LOL. I swear that last sentence is so badly thought out that I could almost believe that the author is secretly for legalization and that this entire article is an attempt to point out the absurdity in prohibitionist arguments. The author says, yes its true "alcohol is a factor in half of all murders, sexual assaults, robberies, and violent crimes this is actually rather benign compared to drugs". Hmmmm. Even if drugs were a factor in ALL "murders, sexual assaults, robberies, and violent crimes" it would not make his previously quoted statistic "benign". As for tobacco, the CDC has said that it kills more people than AIDS, murder, suicide, fires, alcohol and all illegal drugs COMBINED.( Morbidity and Mortality Weekly Report, CDC, May 23, 1997)

Even though 400,000 babies are born every year to some sort of disability because of irresponsible, drunken mothers, drugs are still worse. For example, mothers who smoke marijuana give their babies a 500 percent greater chance of developing disabilites and eleven times greater chance of getting leukemia over mothers who drink alcohol while pregnant.

Meaningless statistic, try comparing marijuana to tobacco since they have similar delivery systems. Smoking tobacco during pregnancy is estimated to account for 20 to 30 percent of low-birth weight babies, up to 14 percent of preterm deliveries, and some 10 percent of all infant deaths.

Cocaine is addictive to 75 percent of first-time users. Compare this to alcohol, which is addictive to 10 percent of first-time users.

Meaningless statistic, alcohol is tried by many more people so it only makes sense that a smaller PERCENTAGE of people would become addicted to it, however the actual number of alcohol addicts would be much, much larger than cocaine addicts.

Although tobacco contributes to roughly 400,000 deaths per year, marijuana is much more carcinogenic than tobacco, which means it supresses the human immune system in a more fatally powerful way.

This joker doesn't even know what "carcinogenic" means.
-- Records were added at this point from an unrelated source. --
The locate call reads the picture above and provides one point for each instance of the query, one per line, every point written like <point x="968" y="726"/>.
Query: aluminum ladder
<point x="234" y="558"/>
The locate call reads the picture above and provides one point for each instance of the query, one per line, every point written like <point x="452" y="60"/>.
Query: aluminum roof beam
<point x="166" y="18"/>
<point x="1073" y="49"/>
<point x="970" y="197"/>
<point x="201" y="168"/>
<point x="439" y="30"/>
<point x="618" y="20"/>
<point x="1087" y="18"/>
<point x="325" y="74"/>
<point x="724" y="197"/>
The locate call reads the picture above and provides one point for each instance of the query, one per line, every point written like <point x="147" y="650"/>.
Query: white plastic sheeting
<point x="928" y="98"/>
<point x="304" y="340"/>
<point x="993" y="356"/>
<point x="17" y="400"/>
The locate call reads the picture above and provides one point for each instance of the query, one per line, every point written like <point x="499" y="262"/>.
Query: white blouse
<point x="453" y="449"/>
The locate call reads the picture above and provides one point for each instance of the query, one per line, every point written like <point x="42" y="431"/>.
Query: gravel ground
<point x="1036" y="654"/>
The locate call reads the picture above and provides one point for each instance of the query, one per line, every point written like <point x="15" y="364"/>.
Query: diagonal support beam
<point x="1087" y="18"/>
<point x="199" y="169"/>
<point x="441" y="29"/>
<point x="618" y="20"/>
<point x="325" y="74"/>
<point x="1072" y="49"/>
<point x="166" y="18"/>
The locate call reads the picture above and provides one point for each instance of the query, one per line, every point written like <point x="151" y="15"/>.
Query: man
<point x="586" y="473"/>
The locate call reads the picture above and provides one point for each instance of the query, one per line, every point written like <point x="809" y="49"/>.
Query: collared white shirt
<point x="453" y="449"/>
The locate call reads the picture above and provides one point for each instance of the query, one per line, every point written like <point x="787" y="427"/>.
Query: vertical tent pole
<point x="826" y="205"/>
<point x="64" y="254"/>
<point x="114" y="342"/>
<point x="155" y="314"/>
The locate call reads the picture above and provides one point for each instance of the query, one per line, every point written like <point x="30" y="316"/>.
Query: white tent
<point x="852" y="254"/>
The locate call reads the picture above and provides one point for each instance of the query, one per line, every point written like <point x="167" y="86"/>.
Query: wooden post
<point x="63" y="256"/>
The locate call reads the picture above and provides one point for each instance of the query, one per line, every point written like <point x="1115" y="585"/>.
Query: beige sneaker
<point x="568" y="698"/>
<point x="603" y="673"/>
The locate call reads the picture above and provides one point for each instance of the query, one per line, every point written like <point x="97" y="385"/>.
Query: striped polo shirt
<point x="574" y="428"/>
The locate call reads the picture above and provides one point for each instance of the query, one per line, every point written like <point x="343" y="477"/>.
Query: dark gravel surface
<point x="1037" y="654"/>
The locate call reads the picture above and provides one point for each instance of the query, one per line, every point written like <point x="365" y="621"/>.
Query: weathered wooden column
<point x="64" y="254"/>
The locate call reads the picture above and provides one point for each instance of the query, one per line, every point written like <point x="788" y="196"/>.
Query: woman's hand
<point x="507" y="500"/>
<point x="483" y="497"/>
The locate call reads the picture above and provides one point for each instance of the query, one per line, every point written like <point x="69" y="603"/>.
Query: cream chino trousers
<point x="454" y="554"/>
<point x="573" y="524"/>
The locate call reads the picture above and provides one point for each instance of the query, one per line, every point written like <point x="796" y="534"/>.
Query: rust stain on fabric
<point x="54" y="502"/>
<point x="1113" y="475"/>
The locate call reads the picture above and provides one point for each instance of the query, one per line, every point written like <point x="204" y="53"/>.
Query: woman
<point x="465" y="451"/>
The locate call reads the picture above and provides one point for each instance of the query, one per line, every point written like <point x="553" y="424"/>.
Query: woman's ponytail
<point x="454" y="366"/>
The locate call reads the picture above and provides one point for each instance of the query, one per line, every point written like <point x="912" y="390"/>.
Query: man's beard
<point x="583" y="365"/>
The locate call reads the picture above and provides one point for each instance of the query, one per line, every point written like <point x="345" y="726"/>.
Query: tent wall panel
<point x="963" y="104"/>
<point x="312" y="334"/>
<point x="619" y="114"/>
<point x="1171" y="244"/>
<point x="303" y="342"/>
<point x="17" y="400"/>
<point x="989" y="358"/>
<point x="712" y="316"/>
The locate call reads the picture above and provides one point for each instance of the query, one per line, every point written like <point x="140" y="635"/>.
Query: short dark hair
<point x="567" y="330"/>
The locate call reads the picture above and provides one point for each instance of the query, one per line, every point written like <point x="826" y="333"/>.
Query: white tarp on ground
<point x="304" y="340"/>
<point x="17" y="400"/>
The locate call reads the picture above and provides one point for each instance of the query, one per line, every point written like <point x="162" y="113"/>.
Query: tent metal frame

A carcinogen is something that promotes abonormal cell growth(namely cancer). Do we really need to argue about which substance, marijuana or tobacco, kills more people with cancer every year?

Therefore, while it is true that alcohol and tobacco are unkind products, to argue that drugs ought to be legalized because alcohol and tobacco are legal completely ignores the vast differences in harm between the legal and illegal.

There is no bright dividing line between what drugs are legal and which aren't. The only reason tobacco and alcohol are legal today and marijuana isn't is because there are enough alcohol drinkers and tobacco smokers to make their prohibition politically impractical. BTW, no one I know is arguing that "drugs ought to be legalized because alcohol and tobacco are legal", we're merely pointing out the absurdity of treating them differently. The "because" of drug legalization is that its not the government's job to protect us from ourselves but only to protect our rights.

And something I like to inject into every WOD thread that I'd like an answer to from a prohibitionist that considers himself a constitutionalist: If it took the 18th amendment to the Constitution to ban alcohol in 1919 then why is no such amendment necessary to ban other drugs today?